The Story of My Baldness comes bearing many a postmodern gimmick that should, on paper, make it a trial to the patience of readers. The novel is, first off, a prank: The author’s real name is Arnon Grunberg, who had previously won the Netherlands’ Anton Wachter prize for debut fiction for his 1994 novel Blue Mondays. When he won it again in 2000, as Van Der Jagt, a flyspecked literary scandal erupted around the book, and the honor was revoked.

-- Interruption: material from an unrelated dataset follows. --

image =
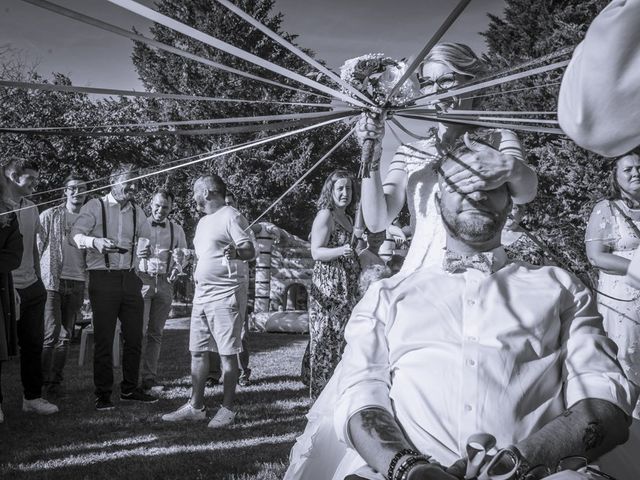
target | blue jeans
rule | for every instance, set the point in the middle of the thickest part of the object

The novel proper features a compulsively wisecracking, self-aware narrator, who also goes by the name Marek Van Der Jagt. He is a young philosophy student who has adopted the quest for “l’amour fou” as his life’s mission, despite the handicaps of an Oedipal attachment to his dead mother and a diminutive manhood (measuring, as he puts it, “three-quarters of a pinky, when viewed charitably and with an open mind”). He embarks on an ill-advised homeopathic regimen, which produces the hairless condition referenced in the book’s title.
Yet for all this antic farce, The Story of My Baldness is also oddly reflective, filled with half-serious philosophical maxims, on the order of “all lack of talent is criminal.” Which is to say that Arnon Grunberg may be guilty of ginning up a scandal, but he has committed no crime.